The International Olympic Comittee is still concerned about the water pollution in Rio de Janeiro barely one year before it hosts the Olympic Games.
Rio de Janeiro had originally pledged to reduce pollution in the notoriously fetid Guanabara Bay by 80 percent but officials confirmed in March that the target will not be reached.
Instead, they are now concentrating only on parts of the bay where sailing competitions will take place although they have insisted that these areas will be safe.
IOC President Thomas Bach says they can see significant progress, at the same time they have asked the organising committee to convey our concerns with regard to the issues of the water quality they are still facing in Rio.
He says the IOC executive board is watching this situation very closely and they are expecting more information and more reports by the time of our next meeting, next month in Kuala Lumpur.

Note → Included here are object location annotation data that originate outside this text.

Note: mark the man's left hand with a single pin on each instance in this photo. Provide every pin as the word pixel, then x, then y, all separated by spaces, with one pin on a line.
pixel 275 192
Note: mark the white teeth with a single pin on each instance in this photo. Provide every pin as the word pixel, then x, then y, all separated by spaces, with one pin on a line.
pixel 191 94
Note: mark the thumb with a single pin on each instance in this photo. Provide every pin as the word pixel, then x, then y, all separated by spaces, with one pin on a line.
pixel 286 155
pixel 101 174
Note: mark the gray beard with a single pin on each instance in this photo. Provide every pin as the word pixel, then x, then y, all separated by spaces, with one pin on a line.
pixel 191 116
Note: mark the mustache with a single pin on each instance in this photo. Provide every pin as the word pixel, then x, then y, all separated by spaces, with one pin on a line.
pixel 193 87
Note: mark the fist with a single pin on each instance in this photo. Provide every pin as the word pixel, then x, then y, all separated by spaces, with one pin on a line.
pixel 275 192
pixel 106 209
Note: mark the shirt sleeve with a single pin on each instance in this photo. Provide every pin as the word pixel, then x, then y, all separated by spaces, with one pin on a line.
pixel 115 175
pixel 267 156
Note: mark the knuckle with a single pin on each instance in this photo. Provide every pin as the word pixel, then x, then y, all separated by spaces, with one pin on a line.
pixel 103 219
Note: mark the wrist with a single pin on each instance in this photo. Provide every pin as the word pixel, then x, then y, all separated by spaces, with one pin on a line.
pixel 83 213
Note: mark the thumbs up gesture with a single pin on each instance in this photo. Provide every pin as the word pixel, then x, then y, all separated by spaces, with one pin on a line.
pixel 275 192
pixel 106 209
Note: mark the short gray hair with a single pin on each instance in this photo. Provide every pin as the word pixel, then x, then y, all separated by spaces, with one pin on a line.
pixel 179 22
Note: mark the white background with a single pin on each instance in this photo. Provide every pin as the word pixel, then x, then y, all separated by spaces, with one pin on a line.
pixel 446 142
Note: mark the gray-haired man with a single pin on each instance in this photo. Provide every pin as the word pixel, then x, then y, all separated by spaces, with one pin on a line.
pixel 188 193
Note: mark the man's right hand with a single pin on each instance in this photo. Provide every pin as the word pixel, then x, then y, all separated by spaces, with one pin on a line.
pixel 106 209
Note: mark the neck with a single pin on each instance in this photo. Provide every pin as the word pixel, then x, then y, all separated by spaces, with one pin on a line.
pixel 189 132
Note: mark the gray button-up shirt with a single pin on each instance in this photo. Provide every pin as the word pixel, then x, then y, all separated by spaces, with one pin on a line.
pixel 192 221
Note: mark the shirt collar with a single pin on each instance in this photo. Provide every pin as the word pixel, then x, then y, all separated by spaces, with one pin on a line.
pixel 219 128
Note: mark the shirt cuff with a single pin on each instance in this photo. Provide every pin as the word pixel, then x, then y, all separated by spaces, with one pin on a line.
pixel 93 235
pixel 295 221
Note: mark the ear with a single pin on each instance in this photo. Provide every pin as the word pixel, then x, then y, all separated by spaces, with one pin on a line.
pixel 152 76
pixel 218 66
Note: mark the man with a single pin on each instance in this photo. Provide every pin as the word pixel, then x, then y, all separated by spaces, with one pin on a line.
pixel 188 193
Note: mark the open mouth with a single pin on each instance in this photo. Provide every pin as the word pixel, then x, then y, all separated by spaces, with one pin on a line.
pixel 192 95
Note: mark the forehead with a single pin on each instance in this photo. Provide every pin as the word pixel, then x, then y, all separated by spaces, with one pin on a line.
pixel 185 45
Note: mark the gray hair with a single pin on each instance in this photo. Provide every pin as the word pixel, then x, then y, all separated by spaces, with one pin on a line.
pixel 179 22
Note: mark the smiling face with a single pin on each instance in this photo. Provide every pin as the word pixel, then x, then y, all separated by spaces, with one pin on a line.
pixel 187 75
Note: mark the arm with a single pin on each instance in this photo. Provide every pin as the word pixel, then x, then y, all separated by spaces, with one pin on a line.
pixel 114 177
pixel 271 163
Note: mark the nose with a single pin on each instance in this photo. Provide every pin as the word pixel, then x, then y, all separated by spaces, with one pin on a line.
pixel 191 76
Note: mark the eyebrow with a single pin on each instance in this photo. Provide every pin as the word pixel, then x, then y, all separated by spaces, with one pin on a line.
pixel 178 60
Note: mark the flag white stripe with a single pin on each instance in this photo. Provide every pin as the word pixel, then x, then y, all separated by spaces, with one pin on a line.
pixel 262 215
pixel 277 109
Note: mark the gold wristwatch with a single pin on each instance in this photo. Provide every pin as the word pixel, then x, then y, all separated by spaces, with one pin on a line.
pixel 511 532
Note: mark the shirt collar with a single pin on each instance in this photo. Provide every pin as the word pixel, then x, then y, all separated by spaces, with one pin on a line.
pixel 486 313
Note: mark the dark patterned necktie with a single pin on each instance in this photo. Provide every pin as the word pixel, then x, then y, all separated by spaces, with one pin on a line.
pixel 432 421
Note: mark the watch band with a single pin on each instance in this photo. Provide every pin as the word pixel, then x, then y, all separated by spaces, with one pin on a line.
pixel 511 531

Bach says they're approaching major test events in August and we all need to see progress in this regard.
He says experts are telling them it is still achievable to have these competitions in safe water conditions and they have been advised today from the local organising committee that this advice has not changed.
Yachting New Zealand has selected six crews to compete in the Rio test event in August....
Peter Burling and Blair Tuke - 49er (Men's skiff)
Alexandra Maloney and Molly Meech - 49erFX (Women's skiff)
Jo Aleh and Polly Powrie - Women's 470 (Women's double-handed dinghy)
Paul Snow-Hansen and Daniel Willcox - Men's 470 (Men's double-handed dinghy)
Gemma Jones and Jason Saunders - Nacra 17 (Mixed multihull)
Josh Junior - Finn (Men's heavy-weight dinghy)
A number of New Zealand sailors have expressed their concerns about the quality of the water.